North American mining companies are hunkering down to ride out a global economic slowdown; looking to rein in spending and perhaps delay some projects and exploration.

Barrick Gold Corp. and Newmont Mining Corp., the world’s largest gold producers, have been forced to wrestle with volatile commodities prices, fluctuating oil prices, inflation and frozen credit markets. Some analysts believe the industry will lower 2009 production forecasts but the impact primarily will be felt overseas, where most of the world’s gold mines are located.

Executives this week were blunt about the immediate economic outlook.

“Our company and our industry are currently operating in an unprecedented macro business environment, consisting of extreme commodity price volatility, mass portfolio liquidation, global inflation and limited, if any, access to capital,” Newmont Chief Executive Officer Richard O’Brien said.

While major projects already under way will continue, the expansion of existing mines and some smaller projects will likely be put on hold, Argus Research analyst Bill Selesky said Friday.

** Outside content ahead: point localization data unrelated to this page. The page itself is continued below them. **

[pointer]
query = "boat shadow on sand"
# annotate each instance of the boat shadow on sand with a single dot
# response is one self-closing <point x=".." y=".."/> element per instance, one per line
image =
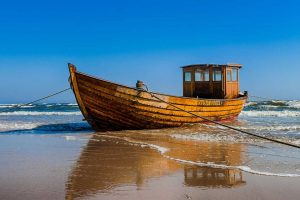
<point x="52" y="129"/>
<point x="109" y="165"/>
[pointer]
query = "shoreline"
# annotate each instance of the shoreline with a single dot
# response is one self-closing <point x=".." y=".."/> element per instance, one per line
<point x="89" y="166"/>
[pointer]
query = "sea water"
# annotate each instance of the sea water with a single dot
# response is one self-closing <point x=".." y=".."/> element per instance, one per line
<point x="275" y="119"/>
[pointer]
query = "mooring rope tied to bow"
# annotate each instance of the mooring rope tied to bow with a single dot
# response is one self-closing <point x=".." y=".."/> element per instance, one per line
<point x="35" y="101"/>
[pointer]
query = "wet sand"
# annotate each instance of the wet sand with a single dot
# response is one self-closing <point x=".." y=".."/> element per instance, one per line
<point x="139" y="165"/>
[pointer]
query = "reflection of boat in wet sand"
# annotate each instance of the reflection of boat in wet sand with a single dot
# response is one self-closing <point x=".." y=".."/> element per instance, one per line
<point x="212" y="177"/>
<point x="109" y="163"/>
<point x="210" y="91"/>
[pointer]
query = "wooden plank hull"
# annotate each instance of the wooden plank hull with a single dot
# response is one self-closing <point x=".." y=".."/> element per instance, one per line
<point x="110" y="106"/>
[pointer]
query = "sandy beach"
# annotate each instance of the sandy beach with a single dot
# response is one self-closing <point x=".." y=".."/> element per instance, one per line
<point x="141" y="165"/>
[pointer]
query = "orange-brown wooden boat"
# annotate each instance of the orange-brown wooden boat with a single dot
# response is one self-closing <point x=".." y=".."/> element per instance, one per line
<point x="109" y="106"/>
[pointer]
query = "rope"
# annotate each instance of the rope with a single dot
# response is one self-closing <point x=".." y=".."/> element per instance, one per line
<point x="221" y="124"/>
<point x="38" y="100"/>
<point x="265" y="98"/>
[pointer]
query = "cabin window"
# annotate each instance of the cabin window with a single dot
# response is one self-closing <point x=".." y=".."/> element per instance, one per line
<point x="229" y="77"/>
<point x="187" y="76"/>
<point x="217" y="75"/>
<point x="202" y="75"/>
<point x="234" y="74"/>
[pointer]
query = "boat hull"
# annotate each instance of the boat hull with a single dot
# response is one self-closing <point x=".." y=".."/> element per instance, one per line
<point x="109" y="106"/>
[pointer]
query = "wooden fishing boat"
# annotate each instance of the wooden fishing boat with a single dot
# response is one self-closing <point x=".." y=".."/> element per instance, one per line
<point x="210" y="91"/>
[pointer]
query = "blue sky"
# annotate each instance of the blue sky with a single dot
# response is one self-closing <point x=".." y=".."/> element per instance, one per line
<point x="147" y="40"/>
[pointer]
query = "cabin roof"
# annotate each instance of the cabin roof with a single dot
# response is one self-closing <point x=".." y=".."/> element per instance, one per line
<point x="215" y="65"/>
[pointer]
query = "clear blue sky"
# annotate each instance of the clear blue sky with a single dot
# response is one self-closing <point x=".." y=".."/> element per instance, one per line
<point x="148" y="40"/>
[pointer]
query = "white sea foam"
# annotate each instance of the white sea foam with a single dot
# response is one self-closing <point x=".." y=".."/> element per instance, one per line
<point x="285" y="113"/>
<point x="242" y="168"/>
<point x="7" y="126"/>
<point x="31" y="113"/>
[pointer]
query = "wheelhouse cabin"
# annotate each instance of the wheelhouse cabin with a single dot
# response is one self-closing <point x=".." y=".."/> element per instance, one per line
<point x="211" y="81"/>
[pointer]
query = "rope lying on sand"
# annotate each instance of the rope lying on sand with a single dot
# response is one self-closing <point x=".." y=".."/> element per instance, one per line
<point x="38" y="100"/>
<point x="221" y="124"/>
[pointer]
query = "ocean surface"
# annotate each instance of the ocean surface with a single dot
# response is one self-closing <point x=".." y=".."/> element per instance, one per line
<point x="274" y="119"/>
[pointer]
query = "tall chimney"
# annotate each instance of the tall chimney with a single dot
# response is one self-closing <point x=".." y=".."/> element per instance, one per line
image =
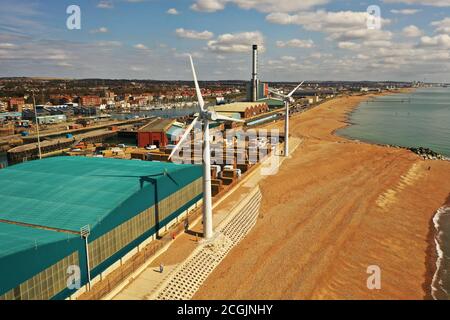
<point x="255" y="74"/>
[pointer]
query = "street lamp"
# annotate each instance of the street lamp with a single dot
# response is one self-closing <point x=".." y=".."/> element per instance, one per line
<point x="85" y="232"/>
<point x="37" y="126"/>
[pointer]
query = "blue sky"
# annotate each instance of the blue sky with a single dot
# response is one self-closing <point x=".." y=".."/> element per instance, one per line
<point x="150" y="39"/>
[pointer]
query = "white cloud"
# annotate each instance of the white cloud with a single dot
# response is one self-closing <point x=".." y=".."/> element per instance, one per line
<point x="100" y="30"/>
<point x="192" y="34"/>
<point x="412" y="32"/>
<point x="260" y="5"/>
<point x="140" y="46"/>
<point x="348" y="45"/>
<point x="105" y="4"/>
<point x="288" y="58"/>
<point x="442" y="26"/>
<point x="341" y="25"/>
<point x="208" y="5"/>
<point x="236" y="42"/>
<point x="295" y="43"/>
<point x="173" y="11"/>
<point x="442" y="41"/>
<point x="7" y="46"/>
<point x="406" y="12"/>
<point x="435" y="3"/>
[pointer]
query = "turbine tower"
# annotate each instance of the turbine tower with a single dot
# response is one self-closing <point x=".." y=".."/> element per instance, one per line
<point x="205" y="116"/>
<point x="287" y="100"/>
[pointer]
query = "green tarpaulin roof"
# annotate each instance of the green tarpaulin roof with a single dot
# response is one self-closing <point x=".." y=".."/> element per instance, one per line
<point x="14" y="238"/>
<point x="70" y="192"/>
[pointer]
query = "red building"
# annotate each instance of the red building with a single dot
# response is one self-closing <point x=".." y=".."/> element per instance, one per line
<point x="155" y="133"/>
<point x="90" y="101"/>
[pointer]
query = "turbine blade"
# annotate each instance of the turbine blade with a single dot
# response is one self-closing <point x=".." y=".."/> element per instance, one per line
<point x="225" y="118"/>
<point x="201" y="102"/>
<point x="278" y="94"/>
<point x="183" y="137"/>
<point x="293" y="91"/>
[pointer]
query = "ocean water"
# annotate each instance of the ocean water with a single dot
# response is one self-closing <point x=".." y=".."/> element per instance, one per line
<point x="421" y="120"/>
<point x="440" y="287"/>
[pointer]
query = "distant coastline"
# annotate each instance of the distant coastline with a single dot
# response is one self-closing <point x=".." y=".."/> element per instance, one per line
<point x="437" y="283"/>
<point x="424" y="152"/>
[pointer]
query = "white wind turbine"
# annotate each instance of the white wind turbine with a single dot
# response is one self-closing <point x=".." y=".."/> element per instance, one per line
<point x="205" y="116"/>
<point x="287" y="100"/>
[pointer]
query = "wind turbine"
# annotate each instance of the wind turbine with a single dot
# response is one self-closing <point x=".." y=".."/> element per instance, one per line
<point x="205" y="116"/>
<point x="287" y="100"/>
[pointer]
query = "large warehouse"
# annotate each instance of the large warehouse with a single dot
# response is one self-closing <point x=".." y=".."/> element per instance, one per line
<point x="45" y="205"/>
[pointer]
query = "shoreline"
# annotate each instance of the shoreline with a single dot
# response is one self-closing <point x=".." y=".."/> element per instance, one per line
<point x="335" y="227"/>
<point x="432" y="254"/>
<point x="349" y="123"/>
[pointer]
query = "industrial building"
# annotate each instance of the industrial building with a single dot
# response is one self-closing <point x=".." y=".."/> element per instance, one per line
<point x="158" y="132"/>
<point x="244" y="109"/>
<point x="87" y="212"/>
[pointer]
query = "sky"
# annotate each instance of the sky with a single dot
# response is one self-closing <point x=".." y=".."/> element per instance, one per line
<point x="299" y="39"/>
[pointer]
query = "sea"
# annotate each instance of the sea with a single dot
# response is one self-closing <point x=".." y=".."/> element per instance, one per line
<point x="417" y="119"/>
<point x="440" y="286"/>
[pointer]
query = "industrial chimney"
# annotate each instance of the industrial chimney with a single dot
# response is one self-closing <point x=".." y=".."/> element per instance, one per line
<point x="255" y="83"/>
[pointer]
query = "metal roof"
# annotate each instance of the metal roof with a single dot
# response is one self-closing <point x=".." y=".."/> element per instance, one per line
<point x="236" y="107"/>
<point x="67" y="193"/>
<point x="157" y="125"/>
<point x="15" y="238"/>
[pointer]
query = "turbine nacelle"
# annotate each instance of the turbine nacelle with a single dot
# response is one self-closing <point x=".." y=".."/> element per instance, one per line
<point x="288" y="98"/>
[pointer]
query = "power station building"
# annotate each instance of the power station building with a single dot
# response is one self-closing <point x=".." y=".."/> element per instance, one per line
<point x="64" y="213"/>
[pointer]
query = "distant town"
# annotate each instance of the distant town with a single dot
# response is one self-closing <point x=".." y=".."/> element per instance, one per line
<point x="72" y="112"/>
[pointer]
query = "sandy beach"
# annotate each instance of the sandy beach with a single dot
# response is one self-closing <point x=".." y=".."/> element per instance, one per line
<point x="335" y="208"/>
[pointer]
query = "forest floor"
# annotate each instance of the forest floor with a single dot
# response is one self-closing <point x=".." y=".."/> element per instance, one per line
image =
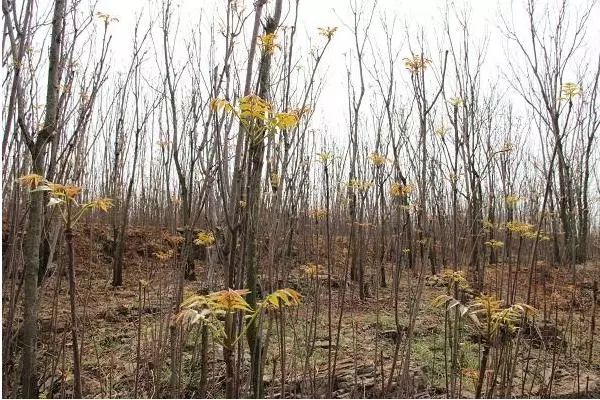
<point x="112" y="322"/>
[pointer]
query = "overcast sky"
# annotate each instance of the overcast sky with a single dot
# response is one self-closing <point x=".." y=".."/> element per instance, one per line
<point x="413" y="15"/>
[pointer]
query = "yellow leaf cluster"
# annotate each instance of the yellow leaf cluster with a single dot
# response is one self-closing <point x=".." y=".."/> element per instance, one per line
<point x="268" y="43"/>
<point x="416" y="63"/>
<point x="318" y="213"/>
<point x="31" y="181"/>
<point x="377" y="159"/>
<point x="400" y="190"/>
<point x="327" y="31"/>
<point x="494" y="244"/>
<point x="281" y="298"/>
<point x="360" y="185"/>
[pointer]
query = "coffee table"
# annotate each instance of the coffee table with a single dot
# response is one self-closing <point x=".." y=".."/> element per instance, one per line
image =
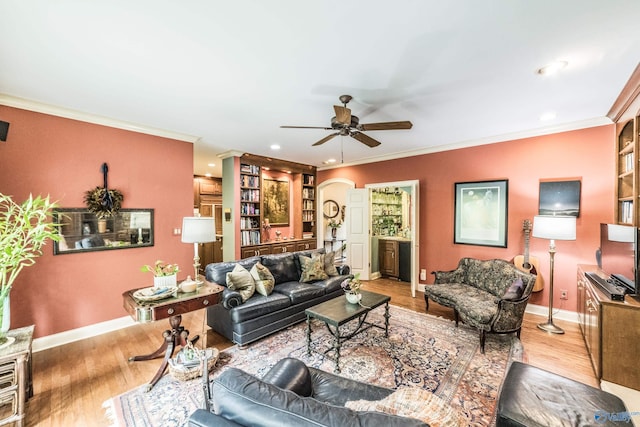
<point x="337" y="312"/>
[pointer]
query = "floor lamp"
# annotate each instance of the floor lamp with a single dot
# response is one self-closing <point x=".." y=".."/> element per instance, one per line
<point x="553" y="228"/>
<point x="196" y="230"/>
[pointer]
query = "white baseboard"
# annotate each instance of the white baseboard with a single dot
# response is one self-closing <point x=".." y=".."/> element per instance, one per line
<point x="541" y="310"/>
<point x="78" y="334"/>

“With the way commodity prices have come off in the face of a slowing global economy, what the miners are doing is starting to evaluate all their ongoing projects,” he said. “It’s all because of the credit crunch.”

The year began well. Denver-based Newmont reported a fivefold jump in its first-quarter net income as production costs fell and gold prices jumped to a record $1,000 an ounce in March. Barrick swung to a profit.

But the global economy began to falter as the U.S. mortgage crisis spread. Gold has fallen to around $720 an ounce this month. At the same time the costs for diesel used to power giant machines spiked.

Gold is competing with the dollar as a safe haven for capital, said JPMorgan analyst John Bridges.

“Gold supporters, in our opinion, are losing some faith,” he wrote in a research note.

UBS on Friday revised its 2009 forecast for gold to $700 an ounce from $825 an ounce.

“UBS believes gold will remain under pressure in 2009 from a combination of slowing demand for jewelry and disinvestment as inflation slows,” UBS analyst Brian MacArthur wrote.

Newmont this week reported a 51 percent drop in third quarter net income, blaming higher production costs, plummeting copper sales.

Costs applicable to gold sales increased about $100 an ounce, according to the company.

Barrick reported a 26 percent drop in net income largely due to $97 million in impairment charges, but it also faced higher production costs and sold less gold.

Since January, Newmont’s stock price has fallen 45 percent, from a high of $57.55 a share to $26.34 a share Friday. Barrick’s shares have dropped 44 percent from a high of $54.74 to $22.74 a share Friday afternoon.

Peter Munk, Barrick’s founder, blamed forces outside of industry control.

“The redemptions, mutual funds, hedge funds, the re-gearing of the global financial system has created this,” he said. “We’ve never seen such dislocations and, in fact, we’ve never seen such turmoil.”

Compared with other commodities, however, Munk believes gold still holds its luster.

“The decrease in value over the past four or five months in gold is a fraction of what all the base metals, oil, sulfur, wheat, soybean, lead, nickel has gone through,” he said. “Which again, indicates the tremendous monetary value of gold as a means of creating high-level liquidity in terms of panic.”